Sovversiva e inafferrabile, evanescente e sospesa fra ortodossia ed eterodossia. Credo che sia proprio ciò che è emerso da questa conversazione. Tra i santi troviamo tutto e il contrario di tutto: figure tormentate da passioni di ogni genere e figure angeliche aliene da ogni passione e anche il confine tra ortodossia ed eterodossia è molto labile. Basti pensare a figure come Giovanna d’Arco, prima arsa al rogo come eretica e poi proclamata santa o – viceversa – a padri della Chiesa come Tertulliano, che ha contribuito a impostare la dottrina cattolica salvo poi morire da eretico. Poi ci sono santi improbabili e riluttanti come Giuseppe da Copertino e Margherita da Cortona e donne gigantesche come Teresa d’Avila, Chiara d’Assisi e Caterina da Siena. O ancora Jan Hus, finito al rogo come eretico ma associabile in tutto e per tutto a un santo. Celestino V, poi, era venerato come santo da vivo, cadde in disgrazia da morto a causa della contrapposizione con papa Bonifacio VIII, suo successore, e fu fatto santo “per dispetto” da un successore – e oppositore – di Bonifacio stesso.

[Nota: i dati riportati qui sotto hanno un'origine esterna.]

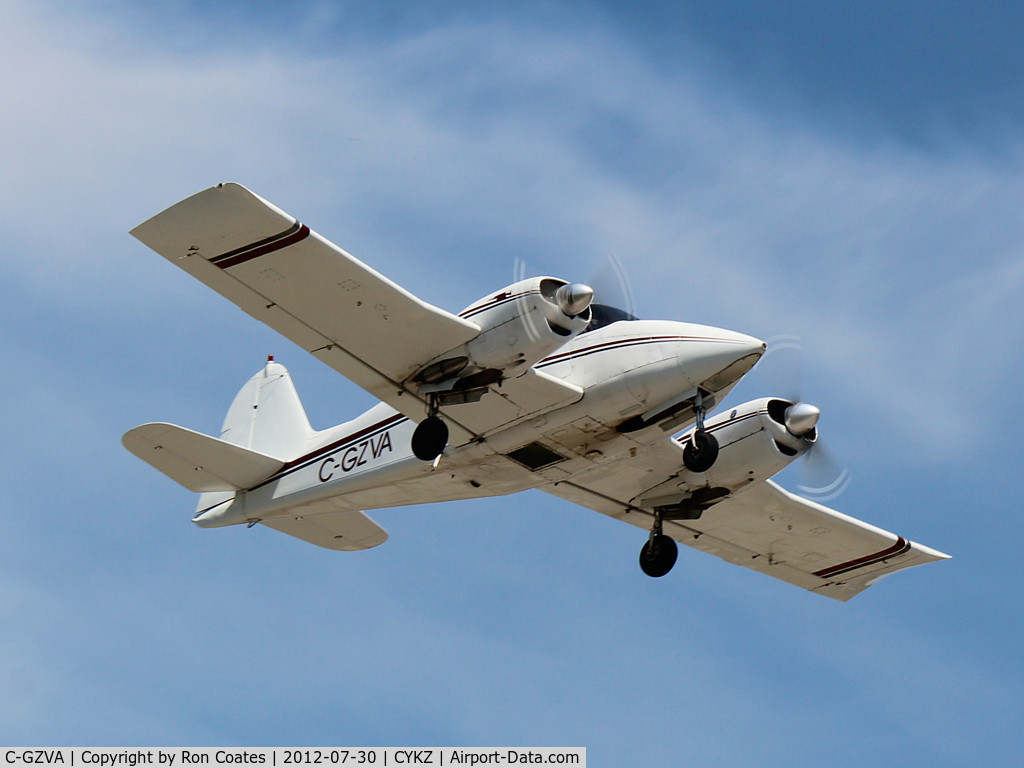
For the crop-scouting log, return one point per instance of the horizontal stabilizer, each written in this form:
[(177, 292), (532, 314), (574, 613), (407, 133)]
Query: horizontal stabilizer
[(197, 461)]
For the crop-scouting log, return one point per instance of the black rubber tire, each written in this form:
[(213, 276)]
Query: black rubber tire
[(700, 452), (429, 438), (658, 561)]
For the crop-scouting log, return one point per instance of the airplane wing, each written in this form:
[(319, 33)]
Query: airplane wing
[(763, 527), (356, 321)]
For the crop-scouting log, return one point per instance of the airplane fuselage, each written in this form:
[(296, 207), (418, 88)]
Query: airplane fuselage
[(638, 379)]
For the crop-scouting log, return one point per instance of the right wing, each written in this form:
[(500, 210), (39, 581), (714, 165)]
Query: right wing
[(762, 526)]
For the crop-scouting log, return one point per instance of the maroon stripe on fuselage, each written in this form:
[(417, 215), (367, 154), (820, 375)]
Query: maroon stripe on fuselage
[(617, 344)]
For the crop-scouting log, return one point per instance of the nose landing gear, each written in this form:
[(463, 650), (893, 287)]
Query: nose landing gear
[(659, 551)]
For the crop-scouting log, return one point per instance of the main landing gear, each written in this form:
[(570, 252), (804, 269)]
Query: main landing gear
[(701, 450), (659, 552), (430, 436)]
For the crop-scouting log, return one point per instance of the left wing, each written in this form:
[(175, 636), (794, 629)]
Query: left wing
[(763, 527), (356, 321)]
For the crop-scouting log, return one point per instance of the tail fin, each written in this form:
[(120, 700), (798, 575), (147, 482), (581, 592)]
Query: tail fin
[(267, 416), (265, 427)]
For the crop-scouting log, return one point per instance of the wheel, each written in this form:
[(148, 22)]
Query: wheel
[(429, 438), (658, 560), (700, 452)]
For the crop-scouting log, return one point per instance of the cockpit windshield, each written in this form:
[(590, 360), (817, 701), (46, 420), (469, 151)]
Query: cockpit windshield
[(603, 314)]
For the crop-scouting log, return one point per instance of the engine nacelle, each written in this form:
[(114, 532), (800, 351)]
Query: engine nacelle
[(754, 444), (520, 325)]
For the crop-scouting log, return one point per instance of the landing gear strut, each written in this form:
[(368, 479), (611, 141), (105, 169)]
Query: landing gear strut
[(659, 552), (430, 436), (701, 449)]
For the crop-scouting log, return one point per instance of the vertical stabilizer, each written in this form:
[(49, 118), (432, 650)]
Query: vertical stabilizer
[(267, 416)]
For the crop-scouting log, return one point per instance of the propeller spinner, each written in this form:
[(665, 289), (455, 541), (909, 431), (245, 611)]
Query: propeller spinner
[(573, 298)]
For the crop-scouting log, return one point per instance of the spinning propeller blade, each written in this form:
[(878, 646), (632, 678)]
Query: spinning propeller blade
[(821, 476)]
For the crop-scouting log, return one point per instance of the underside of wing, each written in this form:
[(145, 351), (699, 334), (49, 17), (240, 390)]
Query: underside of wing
[(763, 527), (330, 303), (351, 317)]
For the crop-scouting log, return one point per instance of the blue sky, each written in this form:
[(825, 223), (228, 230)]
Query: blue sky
[(847, 173)]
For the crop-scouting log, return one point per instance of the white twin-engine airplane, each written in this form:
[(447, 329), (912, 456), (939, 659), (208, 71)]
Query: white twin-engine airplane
[(535, 386)]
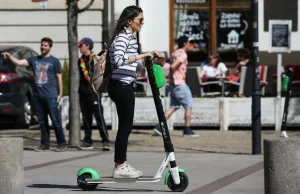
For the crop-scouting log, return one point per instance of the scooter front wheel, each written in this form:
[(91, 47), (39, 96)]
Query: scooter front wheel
[(82, 184), (184, 182)]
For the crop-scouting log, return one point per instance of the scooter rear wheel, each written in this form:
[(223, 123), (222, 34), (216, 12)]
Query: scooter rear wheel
[(184, 182), (82, 184)]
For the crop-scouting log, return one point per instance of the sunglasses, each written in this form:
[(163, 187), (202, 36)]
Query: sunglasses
[(140, 20)]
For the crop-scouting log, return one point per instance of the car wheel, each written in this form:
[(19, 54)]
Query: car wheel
[(25, 117)]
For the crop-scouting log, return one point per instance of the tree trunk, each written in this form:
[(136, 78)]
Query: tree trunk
[(74, 110)]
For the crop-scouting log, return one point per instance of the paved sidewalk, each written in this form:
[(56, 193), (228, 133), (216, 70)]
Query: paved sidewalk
[(210, 141), (218, 162), (55, 173)]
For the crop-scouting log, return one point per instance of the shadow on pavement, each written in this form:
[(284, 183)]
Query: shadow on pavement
[(76, 188), (124, 190), (52, 186)]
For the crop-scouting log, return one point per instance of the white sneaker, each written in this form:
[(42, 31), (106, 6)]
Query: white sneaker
[(138, 171), (126, 172)]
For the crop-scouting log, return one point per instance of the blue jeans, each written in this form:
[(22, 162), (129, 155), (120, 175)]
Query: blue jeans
[(48, 106), (181, 96)]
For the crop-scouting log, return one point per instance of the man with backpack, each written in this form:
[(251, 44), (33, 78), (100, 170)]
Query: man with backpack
[(90, 103)]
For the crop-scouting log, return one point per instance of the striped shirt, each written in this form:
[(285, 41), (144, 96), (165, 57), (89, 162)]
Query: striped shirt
[(123, 46)]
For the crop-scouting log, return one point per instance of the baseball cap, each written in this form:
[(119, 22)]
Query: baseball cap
[(87, 41)]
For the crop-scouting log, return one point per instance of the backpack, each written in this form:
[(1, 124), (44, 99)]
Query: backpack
[(101, 72)]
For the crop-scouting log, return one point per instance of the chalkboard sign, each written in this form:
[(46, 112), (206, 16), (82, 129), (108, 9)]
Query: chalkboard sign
[(281, 10), (190, 1), (233, 28), (280, 35), (193, 24)]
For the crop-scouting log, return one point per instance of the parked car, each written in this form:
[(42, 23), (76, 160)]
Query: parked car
[(16, 83)]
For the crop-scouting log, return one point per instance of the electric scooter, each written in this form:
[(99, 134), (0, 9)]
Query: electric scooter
[(287, 88), (175, 178)]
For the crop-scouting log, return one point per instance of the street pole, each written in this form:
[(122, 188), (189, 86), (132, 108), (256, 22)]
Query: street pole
[(256, 105), (105, 31), (138, 34)]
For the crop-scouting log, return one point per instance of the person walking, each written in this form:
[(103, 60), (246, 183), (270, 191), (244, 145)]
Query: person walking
[(180, 93), (90, 103), (47, 70)]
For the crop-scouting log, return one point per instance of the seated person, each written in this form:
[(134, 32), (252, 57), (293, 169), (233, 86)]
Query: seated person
[(214, 68), (243, 57)]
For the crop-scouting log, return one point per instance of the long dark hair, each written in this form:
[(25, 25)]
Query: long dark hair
[(128, 14)]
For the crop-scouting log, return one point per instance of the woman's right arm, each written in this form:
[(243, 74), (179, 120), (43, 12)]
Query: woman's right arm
[(202, 73), (120, 56)]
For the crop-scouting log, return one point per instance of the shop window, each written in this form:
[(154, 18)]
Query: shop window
[(234, 3), (191, 18)]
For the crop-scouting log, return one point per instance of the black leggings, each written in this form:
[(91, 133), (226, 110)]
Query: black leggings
[(123, 96)]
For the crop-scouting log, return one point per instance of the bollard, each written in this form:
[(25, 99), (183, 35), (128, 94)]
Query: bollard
[(282, 166), (11, 166)]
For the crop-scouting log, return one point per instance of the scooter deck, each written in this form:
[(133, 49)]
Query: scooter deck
[(122, 180)]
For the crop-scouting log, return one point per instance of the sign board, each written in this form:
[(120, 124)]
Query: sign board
[(193, 24), (280, 36), (232, 28), (190, 1)]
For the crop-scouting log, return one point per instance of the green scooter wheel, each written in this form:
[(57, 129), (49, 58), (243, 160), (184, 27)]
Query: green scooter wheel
[(82, 184), (184, 182)]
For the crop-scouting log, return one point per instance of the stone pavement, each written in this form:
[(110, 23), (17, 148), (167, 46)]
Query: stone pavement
[(55, 173), (218, 162), (210, 141)]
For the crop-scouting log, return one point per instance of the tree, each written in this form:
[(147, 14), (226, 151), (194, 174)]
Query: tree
[(74, 111)]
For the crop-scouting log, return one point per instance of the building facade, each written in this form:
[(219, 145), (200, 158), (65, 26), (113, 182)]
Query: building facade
[(216, 25), (27, 22)]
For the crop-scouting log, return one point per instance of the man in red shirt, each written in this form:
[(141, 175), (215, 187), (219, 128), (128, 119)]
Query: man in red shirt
[(180, 92)]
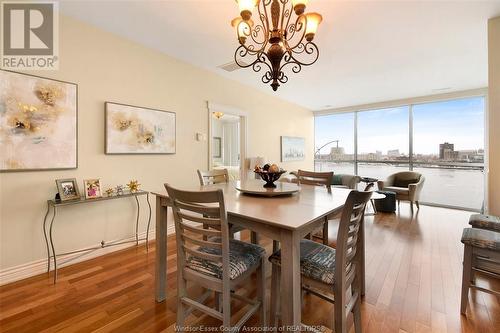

D’altra parte le canonizzazioni hanno mantenuto fino ad oggi una valenza fortemente politica: basti pensare a Giovanni Paolo II che – arrendendosi alla devozione popolare – è costretto a proclamare beato un vessillo dei progressisti come Giovanni XXIII ma, per una sorta di “par condicio”, insieme a lui proclama beato Pio IX, l’ultimo papa Re. E a papa Francesco, anche lui quasi costretto dalla devozione popolare a proclamare santo Giovanni Paolo II, ma insieme a lui canonizza proprio Giovanni XXIII. Non dimentichiamo che tra gli altri santi proclamati da Francesco figura anche Oscar Romero, vescovo martire della dittatura del Salvador, per decenni ostracizzato in Vaticano e in quell’America Latina da cui proviene Bergoglio.
Sicuramente quello dei santi non è un “club” esclusivo: è invece una “comunione” capace di sintetizzare la storia della Chiesa in tutta la sua potenza e la spiritualità, l’innovazione e le contraddizioni. Per questo io trovo che le vite concrete dei santi siano molto più affascinanti della mitologia antica e più appassionanti di quella moderna dei fumetti e del cinema. Per me i santi sono veri e propri supereroi: come i supereroi hanno ognuno un “potere”, ma anche fragilità, un passato tormentato e una missione. Ma francamente penso che la Leggenda Aurea sia molto più interessante delle saghe Marvel!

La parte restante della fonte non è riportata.